'for everyone that dies, someone new is born' photo (c) 2011, Tim Snell - license:

Every Friday my syndicated column appears in a bunch of newspapers in southeastern Ontario and Saskatchewan. Here’s this week’s! It’s bad in Canada; but this situation is even worse in the United States, since university costs so much more there (no idea why).

As a card-carrying fuddy duddy, I can rattle off a multitude of reasons why our culture is going downhill. And chief among them is technology. We text at the dinner table instead of talking. We play video games and lose out on relationships. We find our community on Facebook rather than in real life.

And yet as much as I bemoan the downsides of technology, I’m a tech fan and a tech addict myself.

When my grandfather was 67 he had a massive stroke that paralyzed his left side. For the next twenty-five years my mother and my aunts were constantly trying to drum up things this once active man could do to amuse himself as he sat in his nursing home. And one thing Grandpa loved to do was read.

Unfortunately, holding a book and turning a page when you only have one hand is awfully difficult. And reading is also difficult when you have major glaucoma.

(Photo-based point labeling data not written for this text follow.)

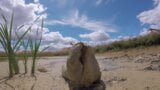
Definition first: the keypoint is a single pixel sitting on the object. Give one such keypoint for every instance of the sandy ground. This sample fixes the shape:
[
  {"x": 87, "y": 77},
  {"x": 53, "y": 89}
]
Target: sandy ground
[{"x": 124, "y": 70}]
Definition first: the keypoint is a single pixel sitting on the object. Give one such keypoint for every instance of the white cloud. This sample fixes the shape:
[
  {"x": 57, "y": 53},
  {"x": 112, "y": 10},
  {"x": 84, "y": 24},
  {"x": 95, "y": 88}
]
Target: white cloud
[
  {"x": 98, "y": 2},
  {"x": 76, "y": 20},
  {"x": 152, "y": 16},
  {"x": 26, "y": 14},
  {"x": 96, "y": 36}
]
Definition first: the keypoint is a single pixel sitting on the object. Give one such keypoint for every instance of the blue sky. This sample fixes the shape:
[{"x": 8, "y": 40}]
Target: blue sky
[
  {"x": 90, "y": 21},
  {"x": 120, "y": 13}
]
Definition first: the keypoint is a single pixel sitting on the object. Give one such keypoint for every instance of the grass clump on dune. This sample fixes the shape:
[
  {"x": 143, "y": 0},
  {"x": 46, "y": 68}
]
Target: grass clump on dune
[
  {"x": 10, "y": 49},
  {"x": 142, "y": 41}
]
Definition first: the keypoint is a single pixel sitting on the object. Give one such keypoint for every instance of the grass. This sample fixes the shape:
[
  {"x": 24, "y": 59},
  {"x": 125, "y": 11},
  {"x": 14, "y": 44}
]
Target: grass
[
  {"x": 10, "y": 49},
  {"x": 142, "y": 41}
]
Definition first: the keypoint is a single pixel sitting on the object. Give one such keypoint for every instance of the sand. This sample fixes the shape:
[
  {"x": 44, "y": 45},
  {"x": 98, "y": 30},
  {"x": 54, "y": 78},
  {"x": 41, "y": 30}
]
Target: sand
[{"x": 127, "y": 70}]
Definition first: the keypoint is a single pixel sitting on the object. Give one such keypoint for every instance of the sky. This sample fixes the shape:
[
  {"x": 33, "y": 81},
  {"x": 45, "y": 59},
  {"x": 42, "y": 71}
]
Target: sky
[{"x": 94, "y": 22}]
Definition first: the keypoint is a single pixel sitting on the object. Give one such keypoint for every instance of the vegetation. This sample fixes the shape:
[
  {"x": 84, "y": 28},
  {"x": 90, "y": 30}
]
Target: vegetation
[
  {"x": 142, "y": 41},
  {"x": 10, "y": 49},
  {"x": 30, "y": 46}
]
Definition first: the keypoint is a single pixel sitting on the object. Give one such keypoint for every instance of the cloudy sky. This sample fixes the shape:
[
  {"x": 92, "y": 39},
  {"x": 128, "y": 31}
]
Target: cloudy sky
[{"x": 90, "y": 21}]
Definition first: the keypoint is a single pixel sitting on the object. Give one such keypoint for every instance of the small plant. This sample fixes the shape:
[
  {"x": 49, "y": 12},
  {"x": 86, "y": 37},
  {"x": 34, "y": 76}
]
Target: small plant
[
  {"x": 9, "y": 47},
  {"x": 35, "y": 48},
  {"x": 25, "y": 54}
]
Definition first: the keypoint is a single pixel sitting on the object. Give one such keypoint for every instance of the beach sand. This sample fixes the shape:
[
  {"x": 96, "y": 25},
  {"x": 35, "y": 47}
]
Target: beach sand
[{"x": 125, "y": 70}]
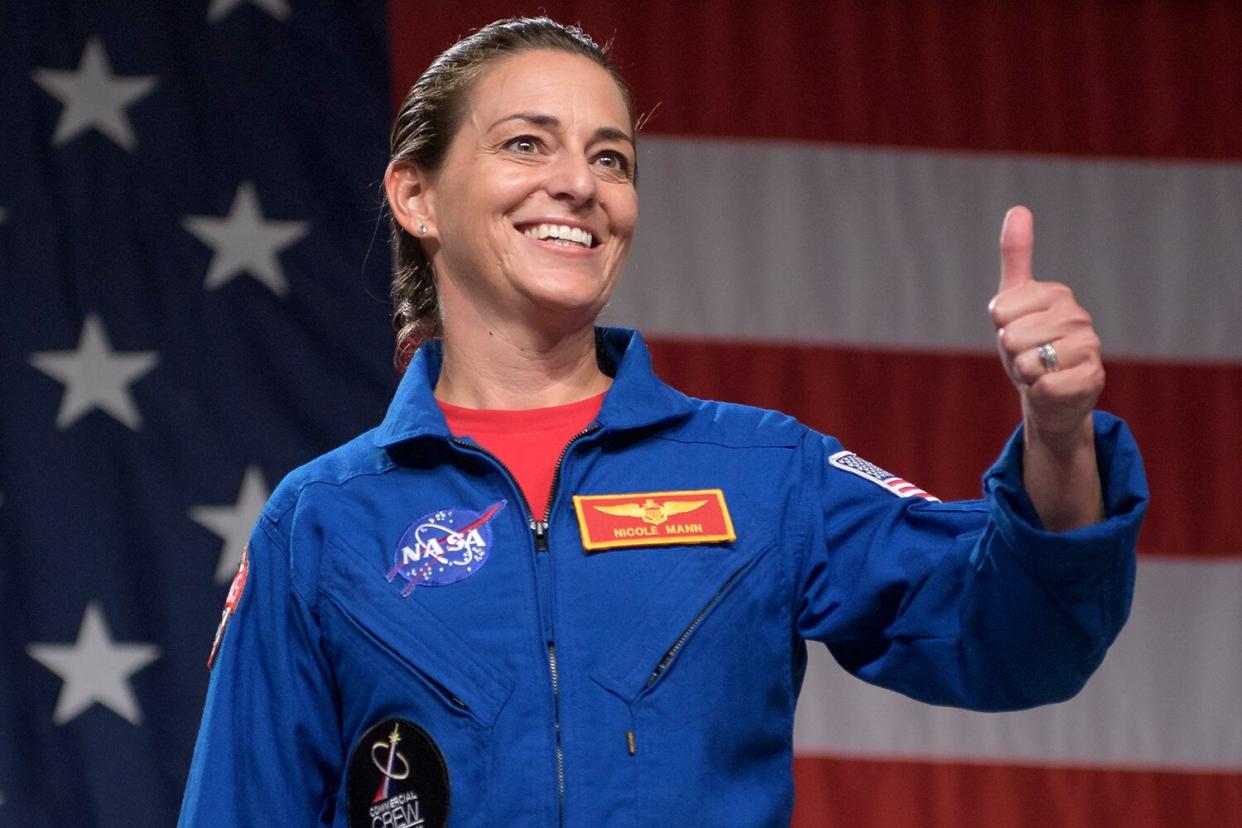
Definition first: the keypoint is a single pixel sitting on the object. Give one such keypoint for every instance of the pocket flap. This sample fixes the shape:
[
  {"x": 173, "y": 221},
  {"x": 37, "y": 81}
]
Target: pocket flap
[{"x": 675, "y": 611}]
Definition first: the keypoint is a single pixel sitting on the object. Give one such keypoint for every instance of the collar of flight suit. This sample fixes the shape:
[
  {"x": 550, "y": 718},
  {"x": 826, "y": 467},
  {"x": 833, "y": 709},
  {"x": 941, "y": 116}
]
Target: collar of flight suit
[{"x": 637, "y": 397}]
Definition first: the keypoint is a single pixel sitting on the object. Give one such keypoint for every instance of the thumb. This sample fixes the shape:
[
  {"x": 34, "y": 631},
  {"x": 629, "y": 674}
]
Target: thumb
[{"x": 1017, "y": 247}]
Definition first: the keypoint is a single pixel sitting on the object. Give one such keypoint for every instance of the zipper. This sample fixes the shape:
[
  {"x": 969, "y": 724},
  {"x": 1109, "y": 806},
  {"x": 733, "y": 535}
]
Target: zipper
[
  {"x": 689, "y": 631},
  {"x": 560, "y": 752},
  {"x": 539, "y": 534}
]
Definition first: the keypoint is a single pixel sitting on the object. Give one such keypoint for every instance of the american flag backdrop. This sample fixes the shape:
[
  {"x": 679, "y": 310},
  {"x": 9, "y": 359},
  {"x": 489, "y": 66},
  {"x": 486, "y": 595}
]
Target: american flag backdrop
[{"x": 193, "y": 281}]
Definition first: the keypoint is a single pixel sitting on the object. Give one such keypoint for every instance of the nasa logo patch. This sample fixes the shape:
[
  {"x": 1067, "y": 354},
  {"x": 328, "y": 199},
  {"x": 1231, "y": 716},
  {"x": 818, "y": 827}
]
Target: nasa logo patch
[
  {"x": 444, "y": 548},
  {"x": 396, "y": 777}
]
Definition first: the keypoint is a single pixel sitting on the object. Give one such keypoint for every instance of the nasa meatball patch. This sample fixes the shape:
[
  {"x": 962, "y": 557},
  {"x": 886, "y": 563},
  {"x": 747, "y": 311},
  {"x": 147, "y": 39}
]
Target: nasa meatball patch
[
  {"x": 444, "y": 546},
  {"x": 396, "y": 777}
]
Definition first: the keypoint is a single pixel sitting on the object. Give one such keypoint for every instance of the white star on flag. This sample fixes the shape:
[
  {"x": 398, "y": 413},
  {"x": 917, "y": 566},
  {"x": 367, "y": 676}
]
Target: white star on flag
[
  {"x": 278, "y": 9},
  {"x": 234, "y": 524},
  {"x": 245, "y": 241},
  {"x": 96, "y": 376},
  {"x": 95, "y": 97},
  {"x": 95, "y": 668}
]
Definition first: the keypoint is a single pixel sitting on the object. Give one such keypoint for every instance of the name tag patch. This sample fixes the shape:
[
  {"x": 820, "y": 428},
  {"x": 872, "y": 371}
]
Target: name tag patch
[
  {"x": 855, "y": 464},
  {"x": 653, "y": 519}
]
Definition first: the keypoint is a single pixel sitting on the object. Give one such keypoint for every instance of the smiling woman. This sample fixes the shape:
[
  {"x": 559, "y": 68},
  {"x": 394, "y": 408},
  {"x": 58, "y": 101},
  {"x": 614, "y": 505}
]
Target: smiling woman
[
  {"x": 524, "y": 222},
  {"x": 550, "y": 590}
]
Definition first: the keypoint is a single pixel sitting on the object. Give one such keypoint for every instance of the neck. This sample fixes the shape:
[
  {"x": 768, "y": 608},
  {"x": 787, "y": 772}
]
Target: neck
[{"x": 519, "y": 369}]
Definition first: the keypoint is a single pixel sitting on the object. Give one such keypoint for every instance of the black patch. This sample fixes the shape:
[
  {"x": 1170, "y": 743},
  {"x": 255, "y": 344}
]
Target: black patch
[{"x": 396, "y": 778}]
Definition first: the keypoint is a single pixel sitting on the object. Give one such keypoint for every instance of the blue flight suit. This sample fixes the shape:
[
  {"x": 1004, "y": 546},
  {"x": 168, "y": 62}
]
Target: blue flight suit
[{"x": 639, "y": 685}]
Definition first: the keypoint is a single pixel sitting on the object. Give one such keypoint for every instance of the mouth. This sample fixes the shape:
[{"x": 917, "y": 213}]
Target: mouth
[{"x": 560, "y": 236}]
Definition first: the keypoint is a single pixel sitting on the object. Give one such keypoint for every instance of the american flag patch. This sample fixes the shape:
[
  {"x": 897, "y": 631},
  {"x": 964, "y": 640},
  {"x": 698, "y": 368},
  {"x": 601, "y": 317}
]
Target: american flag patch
[{"x": 855, "y": 464}]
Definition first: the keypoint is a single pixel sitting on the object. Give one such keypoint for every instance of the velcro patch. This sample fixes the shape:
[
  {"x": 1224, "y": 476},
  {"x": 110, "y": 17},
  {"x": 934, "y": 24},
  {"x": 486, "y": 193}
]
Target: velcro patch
[
  {"x": 850, "y": 462},
  {"x": 653, "y": 519}
]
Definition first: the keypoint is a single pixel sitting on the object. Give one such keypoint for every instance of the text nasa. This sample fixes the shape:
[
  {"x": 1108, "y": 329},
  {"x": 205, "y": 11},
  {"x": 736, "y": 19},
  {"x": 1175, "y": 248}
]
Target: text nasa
[
  {"x": 398, "y": 812},
  {"x": 470, "y": 548}
]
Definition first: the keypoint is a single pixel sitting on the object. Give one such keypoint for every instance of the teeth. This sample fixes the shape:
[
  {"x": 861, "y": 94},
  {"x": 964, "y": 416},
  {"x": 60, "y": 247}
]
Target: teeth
[{"x": 563, "y": 234}]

To make matters worse, large print books are extremely bulky, thus compounding that hard-to-turn-the-page problem.

He died about a decade ago now, so he did not live long enough to see the absolute miracle that Steve Jobs created in the iPad. Certainly it’s wonderful for keeping toddlers entertained in doctor’s offices, or for looking at pictures or browsing the internet. But when I think of what joy he could have gotten out of it by allowing him to read easily, I tear up. Turn the page by swishing across that screen. Make the print bigger automatically by moving your fingers. It would have enhanced his quality of life so substantially.

Do you know what else has the capacity to enhance grandparents’ quality of life? Skype. Even if you live across the country, you can watch grandkids grow. You can even read bedtime stories! I met one set of grandparents who were “baby-sitting” remotely. Their grandkids were 10 and 12 and could be home alone, but their dad was deployed and their mom worked long hours. So the grandparents would talk to the kids before they went to school, helping them with last minute homework and telling them what to pack for lunch. And they’d check in as soon as they got home, debriefing on their day. It made mom feel more secure, too.

Skype helps our armed forces personnel stay connected to those they’ve left behind at home, too. My girls even find that they’re able to keep close with friends from other cities because of Skype calls. When I was a teen and I met a friend at camp, or at a conference, I may have bonded with them, but the relationship was very short-lived. Phone calls were too expensive and letters were a pain. But today, the majority of my kids’ Facebook and Skype connections don’t even live near here.

One of Facebook’s biggest benefits to me is keeping up with friends and family who have moved away. Indeed, I often feel closer to more distant relatives I’ve “friended” on Facebook than I do to closer relatives who aren’t on the network. With Facebook I can easily keep up with their news, see pictures of their kids growing, and hear about their joys and sorrows and even quirky senses of humour.

Back in the 1980s, Bell began an advertising campaign calling on people to “reach out and touch someone” through phone calls. Today we really can, and it’s all through the internet. Yes, we need to guard against technology encroaching on our real life, but technology itself is not the enemy. And I, personally, would not turn back the clock to the days of rotary dial party lines and bulky, large-print books for anything.